Working from behind vs. Working to build


For a good long while now, I’ve been working in catchup mode, like Indiana Jones running from the big stone. I had made a lot of commitments, and following through on them kept me so busy that I didn’t have enough hours in the day to focus on building new things.

Because my plate has been so full, I’ve said no to some new exciting possibilities, because I knew I wouldn’t have time for them. And I haven’t had the chance to forge into new directions because I’ve been working from a backlog.

In recent days, I feel like I’ve caught up. Have I done everything that I planned to do or met every obligation? No, but I’m getting there. But I’ve turned a corner, in that I’ve been able to budget time for projects that are looking towards the future. Writing a grant for a project I’m excited about, rather than one I feel obligated to do. I still have a bunch of manuscripts in a backlog, but I have the luxury of choosing the ones that are inspiring to me at at the moment. I still have plenty of obligatory duties, but for the bandwidth that I’ve maintained for scholarship, there’s more room to steer.

Because of events happening with extended family, in my home we have the option of bringing in some new (to us) furniture, which is old and beautiful. But, my house is already well furnished. If I’m bringing in something new, then something else has to go. Otherwise, the place just gets too crowded, and then the situation just becomes non-functional. Yes, that 130-year old trunk is gorgeous, but there is such a thing as too many antique trunks, Do I want to have a bunch of antique trunks? Yes, I do! But do I have space for all of them? No, I don’t. So, a choice has to be made. And then there’s that beautiful coffee table. Which was made by the great grandfather-in-law. But then again, we’ve got one that fits our needs already, so well. So, we’ve got to choose. These are the same decisions that I’ve had to make – consciously or otherwise — for research, administrative, and outreach goals. There’s not enough space in the calendar.

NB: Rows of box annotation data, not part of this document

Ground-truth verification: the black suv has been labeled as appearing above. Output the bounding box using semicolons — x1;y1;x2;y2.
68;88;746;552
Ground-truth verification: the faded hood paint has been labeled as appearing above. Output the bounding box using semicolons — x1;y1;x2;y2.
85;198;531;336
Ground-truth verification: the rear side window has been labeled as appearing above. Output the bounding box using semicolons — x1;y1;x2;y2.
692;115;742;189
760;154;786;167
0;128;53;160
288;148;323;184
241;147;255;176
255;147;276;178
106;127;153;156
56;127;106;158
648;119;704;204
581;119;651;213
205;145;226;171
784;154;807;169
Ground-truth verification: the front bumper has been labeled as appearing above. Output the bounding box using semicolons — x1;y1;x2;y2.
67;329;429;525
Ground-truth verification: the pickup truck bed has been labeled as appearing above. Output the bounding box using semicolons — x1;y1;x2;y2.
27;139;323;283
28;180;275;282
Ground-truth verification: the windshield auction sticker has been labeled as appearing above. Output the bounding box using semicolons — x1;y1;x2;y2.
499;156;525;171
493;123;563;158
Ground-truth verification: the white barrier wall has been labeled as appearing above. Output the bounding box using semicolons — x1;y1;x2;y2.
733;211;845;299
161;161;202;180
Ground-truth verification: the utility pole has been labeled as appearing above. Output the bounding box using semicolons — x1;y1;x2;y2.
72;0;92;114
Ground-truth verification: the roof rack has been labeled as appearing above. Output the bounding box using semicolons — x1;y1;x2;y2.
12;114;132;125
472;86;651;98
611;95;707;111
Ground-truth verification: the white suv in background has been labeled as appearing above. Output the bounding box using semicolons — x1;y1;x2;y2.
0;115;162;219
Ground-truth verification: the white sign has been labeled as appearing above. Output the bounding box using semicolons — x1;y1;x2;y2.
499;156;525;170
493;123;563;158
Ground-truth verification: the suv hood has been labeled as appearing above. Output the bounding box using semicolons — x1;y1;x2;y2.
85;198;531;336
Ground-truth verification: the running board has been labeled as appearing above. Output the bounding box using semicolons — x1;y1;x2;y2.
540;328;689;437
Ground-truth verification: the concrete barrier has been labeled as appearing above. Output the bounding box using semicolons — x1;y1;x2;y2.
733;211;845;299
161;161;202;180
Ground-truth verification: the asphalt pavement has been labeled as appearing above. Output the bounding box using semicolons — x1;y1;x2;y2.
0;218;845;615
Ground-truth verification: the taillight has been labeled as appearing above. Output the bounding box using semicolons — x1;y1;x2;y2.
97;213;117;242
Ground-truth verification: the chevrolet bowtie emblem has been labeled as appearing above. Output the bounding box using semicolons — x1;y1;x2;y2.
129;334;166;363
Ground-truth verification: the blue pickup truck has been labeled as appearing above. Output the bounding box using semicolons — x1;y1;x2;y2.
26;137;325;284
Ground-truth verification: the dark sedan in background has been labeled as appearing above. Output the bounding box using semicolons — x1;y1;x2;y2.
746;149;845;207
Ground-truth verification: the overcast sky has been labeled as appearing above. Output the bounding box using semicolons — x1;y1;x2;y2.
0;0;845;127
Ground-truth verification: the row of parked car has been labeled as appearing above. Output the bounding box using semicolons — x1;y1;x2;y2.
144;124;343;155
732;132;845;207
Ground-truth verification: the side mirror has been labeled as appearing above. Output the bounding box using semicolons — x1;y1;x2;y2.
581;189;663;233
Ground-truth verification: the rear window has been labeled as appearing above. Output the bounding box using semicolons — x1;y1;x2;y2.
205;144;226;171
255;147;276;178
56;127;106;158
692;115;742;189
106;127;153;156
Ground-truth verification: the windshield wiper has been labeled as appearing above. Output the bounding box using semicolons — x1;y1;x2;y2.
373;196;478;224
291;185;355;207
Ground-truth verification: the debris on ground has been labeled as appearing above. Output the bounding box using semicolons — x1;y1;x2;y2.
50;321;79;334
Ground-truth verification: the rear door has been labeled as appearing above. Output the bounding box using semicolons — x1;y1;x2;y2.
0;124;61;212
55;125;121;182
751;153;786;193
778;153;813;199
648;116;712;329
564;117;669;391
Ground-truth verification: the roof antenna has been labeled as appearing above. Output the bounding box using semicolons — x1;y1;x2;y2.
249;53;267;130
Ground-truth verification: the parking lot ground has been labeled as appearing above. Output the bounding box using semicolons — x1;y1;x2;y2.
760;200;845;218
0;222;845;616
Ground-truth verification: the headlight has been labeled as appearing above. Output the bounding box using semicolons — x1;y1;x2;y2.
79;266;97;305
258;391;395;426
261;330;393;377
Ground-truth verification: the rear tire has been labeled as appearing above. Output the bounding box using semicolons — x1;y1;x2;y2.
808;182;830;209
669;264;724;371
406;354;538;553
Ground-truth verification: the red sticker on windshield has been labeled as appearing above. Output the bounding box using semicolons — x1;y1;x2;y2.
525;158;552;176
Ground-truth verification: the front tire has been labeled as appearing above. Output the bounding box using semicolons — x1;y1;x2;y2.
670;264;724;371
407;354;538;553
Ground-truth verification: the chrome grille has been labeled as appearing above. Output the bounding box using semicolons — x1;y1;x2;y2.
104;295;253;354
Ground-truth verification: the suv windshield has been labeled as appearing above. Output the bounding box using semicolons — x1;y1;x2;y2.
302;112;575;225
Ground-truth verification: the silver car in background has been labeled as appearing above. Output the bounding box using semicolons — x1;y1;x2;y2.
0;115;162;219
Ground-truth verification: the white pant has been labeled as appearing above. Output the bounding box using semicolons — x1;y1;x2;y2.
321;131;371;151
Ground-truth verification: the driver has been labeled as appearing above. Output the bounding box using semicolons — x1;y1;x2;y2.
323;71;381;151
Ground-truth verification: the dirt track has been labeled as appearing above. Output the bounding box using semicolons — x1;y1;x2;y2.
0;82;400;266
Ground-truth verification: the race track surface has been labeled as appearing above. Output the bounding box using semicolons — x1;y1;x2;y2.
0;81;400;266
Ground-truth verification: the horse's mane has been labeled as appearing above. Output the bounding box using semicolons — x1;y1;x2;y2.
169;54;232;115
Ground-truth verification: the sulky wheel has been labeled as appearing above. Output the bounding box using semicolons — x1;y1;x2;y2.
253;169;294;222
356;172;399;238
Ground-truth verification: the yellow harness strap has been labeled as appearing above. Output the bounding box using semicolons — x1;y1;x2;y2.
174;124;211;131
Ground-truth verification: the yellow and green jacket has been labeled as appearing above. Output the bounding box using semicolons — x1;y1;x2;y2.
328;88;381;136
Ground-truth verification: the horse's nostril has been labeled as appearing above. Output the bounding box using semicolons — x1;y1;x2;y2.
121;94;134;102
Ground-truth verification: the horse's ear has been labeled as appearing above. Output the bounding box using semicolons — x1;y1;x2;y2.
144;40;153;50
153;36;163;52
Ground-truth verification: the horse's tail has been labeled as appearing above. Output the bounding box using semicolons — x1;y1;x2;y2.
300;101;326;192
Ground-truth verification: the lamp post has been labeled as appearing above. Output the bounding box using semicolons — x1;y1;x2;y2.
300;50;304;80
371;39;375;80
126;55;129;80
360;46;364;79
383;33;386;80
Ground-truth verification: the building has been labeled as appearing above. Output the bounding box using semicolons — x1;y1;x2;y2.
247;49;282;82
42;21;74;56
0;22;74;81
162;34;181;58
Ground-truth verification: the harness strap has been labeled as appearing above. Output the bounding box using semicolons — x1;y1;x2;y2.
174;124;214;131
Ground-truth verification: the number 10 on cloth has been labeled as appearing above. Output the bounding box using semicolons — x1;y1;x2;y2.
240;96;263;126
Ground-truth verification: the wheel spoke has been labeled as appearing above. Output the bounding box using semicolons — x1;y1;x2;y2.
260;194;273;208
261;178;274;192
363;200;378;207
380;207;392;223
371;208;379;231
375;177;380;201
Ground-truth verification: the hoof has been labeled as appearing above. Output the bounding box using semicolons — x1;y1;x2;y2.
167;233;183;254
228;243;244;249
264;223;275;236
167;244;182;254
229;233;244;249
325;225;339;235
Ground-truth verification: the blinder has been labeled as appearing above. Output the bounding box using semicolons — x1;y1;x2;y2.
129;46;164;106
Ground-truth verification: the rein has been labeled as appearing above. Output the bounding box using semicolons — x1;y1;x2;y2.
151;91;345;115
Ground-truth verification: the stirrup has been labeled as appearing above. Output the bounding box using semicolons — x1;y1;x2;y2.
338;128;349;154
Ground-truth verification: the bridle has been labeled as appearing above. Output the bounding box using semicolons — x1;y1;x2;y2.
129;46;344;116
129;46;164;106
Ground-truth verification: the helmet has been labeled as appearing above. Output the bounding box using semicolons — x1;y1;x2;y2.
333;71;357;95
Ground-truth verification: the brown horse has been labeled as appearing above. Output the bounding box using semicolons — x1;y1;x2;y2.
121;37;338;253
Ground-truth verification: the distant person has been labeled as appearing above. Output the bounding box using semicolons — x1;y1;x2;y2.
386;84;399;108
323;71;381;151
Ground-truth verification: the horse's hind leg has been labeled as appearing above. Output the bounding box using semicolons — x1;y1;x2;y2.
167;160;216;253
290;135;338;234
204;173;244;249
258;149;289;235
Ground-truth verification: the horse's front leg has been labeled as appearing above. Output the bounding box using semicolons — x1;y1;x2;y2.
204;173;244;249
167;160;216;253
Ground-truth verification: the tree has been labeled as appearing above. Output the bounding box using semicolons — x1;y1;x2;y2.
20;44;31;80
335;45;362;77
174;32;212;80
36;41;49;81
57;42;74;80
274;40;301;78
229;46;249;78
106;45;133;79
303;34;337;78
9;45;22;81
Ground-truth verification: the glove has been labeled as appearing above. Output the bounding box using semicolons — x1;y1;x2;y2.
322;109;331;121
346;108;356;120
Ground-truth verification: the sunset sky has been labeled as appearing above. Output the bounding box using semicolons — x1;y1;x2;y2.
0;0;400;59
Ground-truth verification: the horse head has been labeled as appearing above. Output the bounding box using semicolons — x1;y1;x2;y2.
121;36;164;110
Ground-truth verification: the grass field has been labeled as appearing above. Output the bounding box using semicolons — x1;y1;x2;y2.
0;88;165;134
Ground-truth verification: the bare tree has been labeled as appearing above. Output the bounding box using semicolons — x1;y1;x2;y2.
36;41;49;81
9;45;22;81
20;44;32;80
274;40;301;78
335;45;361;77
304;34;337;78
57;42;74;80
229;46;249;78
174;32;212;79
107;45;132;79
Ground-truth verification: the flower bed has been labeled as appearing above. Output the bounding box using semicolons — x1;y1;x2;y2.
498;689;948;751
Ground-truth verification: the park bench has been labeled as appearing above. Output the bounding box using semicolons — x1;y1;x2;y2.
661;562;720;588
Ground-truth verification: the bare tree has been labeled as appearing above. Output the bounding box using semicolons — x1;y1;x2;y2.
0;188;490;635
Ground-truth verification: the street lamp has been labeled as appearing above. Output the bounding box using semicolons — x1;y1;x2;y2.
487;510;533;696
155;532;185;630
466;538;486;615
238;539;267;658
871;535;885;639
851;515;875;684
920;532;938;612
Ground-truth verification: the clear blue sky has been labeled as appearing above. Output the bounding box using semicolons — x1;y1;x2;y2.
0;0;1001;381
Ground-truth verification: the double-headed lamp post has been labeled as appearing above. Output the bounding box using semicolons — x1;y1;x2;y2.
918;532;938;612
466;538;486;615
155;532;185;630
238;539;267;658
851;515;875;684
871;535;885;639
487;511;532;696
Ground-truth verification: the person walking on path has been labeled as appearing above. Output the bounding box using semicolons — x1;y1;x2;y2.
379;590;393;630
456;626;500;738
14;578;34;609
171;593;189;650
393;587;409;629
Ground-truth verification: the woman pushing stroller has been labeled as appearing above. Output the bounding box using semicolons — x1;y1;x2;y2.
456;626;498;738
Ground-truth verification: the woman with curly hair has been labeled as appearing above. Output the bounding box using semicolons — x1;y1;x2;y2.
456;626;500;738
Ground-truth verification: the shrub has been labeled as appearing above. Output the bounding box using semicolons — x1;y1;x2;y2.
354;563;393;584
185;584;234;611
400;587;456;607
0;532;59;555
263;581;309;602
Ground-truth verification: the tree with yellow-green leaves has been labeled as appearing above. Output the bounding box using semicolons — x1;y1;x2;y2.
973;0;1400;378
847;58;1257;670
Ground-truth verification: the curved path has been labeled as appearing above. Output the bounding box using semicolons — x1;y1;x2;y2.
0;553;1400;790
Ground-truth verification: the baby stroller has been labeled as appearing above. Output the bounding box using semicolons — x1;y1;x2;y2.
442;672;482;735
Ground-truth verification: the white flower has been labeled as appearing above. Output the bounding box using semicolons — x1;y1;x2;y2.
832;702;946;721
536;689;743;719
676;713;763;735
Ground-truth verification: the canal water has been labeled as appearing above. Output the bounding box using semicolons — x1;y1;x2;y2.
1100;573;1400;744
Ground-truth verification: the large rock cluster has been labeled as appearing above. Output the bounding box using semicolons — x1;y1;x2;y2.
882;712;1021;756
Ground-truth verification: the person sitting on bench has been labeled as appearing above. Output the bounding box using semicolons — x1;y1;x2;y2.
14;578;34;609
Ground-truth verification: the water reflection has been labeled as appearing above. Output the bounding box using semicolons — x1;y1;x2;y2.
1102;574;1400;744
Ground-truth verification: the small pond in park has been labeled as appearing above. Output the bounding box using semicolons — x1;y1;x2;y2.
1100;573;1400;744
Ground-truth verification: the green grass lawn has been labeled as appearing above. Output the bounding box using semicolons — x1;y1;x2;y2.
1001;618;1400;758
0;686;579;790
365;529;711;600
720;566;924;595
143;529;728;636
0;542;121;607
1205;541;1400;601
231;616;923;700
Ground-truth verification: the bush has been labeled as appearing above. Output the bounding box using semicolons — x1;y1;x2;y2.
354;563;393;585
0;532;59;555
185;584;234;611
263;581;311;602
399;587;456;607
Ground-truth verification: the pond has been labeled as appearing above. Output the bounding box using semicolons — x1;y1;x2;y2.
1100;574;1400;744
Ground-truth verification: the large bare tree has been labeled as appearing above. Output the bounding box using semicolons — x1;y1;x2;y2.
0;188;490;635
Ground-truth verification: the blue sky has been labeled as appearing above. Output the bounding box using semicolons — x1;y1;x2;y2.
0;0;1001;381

As a tenured faculty member, I’ve decided it’s wise for me to keep some fraction of my workload not committed to any particular project. That latitude is where creativity lies, and where inspiration can strike best. And where I can choose to say yes to exciting things as they come past.

Do you have time in your schedule to pick up an exciting opportunity, if it should present itself to you? Is there something that you can clear from your agenda, so go give yourself more freedom for spontaneity?